Replacing Children's Lasts with Lifetime Firsts
A youngest child's kindergarten graduation is the signal of firsts to come.
I realized the other day that more and more I’ve stopped marking the “firsts” of my childrens’ lives and started marking a few “lasts”.
Some lasts are good – the last diaper, the last pacifier, the last pull-up, the last time I have to drag a diaper bag around, the last middle-of-the-night feeding.
Some lasts are bittersweet. Last week my daughter graduated from kindergarten. As the youngest – this was a “last” for us.
“It’s the last time we’ll have to sit in this hot gymnasium elbowing other parents for space to take pictures,” I said to my husband.
That’s when it hit me. It was the last time. Our youngest (who I SWEAR was just born last week!) would be the last little one to race down that center aisle with their head down in a little cap and gown. Part of me is glad but another part is sad to think that we’re going to have more lasts than firsts from now on.
There are still some major events to look forward to of course, like the first date, the first school dance, high school graduation, weddings and grandchildren. Our youngest still has training wheels on her bike so we also have one more “first time on a big kid bike” to go. I refuse to think about driver’s licenses.
Even though parents grumble about the preschool and kindergarten graduations, we love them. I’m not a terribly emotional person but I felt my throat go tight when I saw my daughter in her cap and gown. It wasn’t that hard to flash forward to 2023 and imagine her at her high school graduation – one step closer to leaving home for college.
While I love giving my scrapbooking supplies a workout as I document these milestones, I can’t help feeling a little sad as I mark the passage of their childhoods. Of course, we still have the first banana split, the first time off the high dive, a couple first camping trips, the first time in an airplane, etc. to look forward to.
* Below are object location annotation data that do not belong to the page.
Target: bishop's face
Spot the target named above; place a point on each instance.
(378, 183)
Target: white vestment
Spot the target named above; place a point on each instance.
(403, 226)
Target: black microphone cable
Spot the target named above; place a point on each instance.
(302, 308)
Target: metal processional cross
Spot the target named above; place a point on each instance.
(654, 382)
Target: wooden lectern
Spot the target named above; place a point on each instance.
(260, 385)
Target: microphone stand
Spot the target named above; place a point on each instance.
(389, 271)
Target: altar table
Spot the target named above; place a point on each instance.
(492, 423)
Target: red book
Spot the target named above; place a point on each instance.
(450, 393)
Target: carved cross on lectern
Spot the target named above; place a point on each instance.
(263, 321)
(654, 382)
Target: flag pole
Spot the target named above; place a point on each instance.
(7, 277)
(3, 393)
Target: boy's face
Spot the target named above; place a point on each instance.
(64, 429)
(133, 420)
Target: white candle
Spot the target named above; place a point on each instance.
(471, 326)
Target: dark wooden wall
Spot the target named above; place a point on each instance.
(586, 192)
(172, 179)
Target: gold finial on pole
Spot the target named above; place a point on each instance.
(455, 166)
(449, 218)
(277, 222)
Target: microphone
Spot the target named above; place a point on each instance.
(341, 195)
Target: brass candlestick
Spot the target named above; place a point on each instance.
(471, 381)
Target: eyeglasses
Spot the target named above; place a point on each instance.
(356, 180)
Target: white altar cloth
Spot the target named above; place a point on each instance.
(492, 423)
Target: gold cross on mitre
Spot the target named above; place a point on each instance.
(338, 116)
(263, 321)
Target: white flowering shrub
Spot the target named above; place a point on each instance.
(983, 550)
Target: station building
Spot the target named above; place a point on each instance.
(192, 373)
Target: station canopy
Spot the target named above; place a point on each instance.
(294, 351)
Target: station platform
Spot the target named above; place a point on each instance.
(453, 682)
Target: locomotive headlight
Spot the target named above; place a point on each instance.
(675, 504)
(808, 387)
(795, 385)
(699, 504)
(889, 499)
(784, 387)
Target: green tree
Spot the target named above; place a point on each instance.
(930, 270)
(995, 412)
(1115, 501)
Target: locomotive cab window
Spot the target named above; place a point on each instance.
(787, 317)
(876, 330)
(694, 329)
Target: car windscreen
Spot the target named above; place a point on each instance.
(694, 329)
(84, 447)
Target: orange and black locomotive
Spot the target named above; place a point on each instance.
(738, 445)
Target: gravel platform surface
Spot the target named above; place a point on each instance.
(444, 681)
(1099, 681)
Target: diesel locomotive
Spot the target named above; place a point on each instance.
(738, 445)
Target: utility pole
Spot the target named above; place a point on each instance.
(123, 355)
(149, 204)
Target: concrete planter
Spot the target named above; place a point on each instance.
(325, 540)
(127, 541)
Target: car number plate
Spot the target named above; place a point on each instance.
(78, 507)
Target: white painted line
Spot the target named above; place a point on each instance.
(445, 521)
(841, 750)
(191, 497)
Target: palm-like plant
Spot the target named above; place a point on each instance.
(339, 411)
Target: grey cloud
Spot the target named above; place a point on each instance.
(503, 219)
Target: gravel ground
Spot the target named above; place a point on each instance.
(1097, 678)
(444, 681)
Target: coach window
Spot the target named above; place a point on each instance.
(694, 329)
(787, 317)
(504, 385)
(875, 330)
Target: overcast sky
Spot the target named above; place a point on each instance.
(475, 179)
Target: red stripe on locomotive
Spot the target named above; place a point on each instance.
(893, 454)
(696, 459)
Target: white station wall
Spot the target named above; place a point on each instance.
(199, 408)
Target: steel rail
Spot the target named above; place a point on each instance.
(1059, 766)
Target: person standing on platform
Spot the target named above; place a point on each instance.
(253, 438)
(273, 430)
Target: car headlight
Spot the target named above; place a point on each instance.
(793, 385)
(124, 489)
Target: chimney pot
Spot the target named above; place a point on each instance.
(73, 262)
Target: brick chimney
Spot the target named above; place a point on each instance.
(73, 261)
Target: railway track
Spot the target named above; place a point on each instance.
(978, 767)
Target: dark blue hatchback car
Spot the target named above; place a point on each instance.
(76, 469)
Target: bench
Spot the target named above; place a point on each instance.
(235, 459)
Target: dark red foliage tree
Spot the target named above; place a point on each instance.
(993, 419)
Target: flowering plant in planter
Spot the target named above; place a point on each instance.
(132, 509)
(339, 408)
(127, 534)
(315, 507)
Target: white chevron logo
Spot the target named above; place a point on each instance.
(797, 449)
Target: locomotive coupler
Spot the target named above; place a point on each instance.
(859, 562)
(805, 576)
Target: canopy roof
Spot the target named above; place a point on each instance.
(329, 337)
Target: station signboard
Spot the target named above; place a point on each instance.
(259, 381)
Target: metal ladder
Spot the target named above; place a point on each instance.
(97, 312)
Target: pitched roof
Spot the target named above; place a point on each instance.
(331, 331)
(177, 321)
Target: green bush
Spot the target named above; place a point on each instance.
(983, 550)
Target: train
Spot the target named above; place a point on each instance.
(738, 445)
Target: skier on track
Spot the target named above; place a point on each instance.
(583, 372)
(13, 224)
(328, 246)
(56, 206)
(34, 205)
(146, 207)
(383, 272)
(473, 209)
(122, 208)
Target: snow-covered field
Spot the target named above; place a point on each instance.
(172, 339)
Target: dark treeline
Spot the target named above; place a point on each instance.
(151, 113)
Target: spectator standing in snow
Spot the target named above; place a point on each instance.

There are probably lots of firsts still in my future but more and more I’m going to be taking pictures of something for the last time with my kids and that made me a little sad last week.
I shook it off over celebratory ice cream as I realized how lucky I am to be able to share these moments at all. I get to be there, encouraging, teaching and helping my kids reach these milestones. My presence and love and interest in them as people and in their lives will help shape them into the adults they’ll become with, hopefully, not too many mistakes to mar the final product.
So even as we recognize and celebrate more and more things for the last time, I’ll try to remember that everything is going exactly as it should and enjoy those moments just as much as I enjoy all the first times.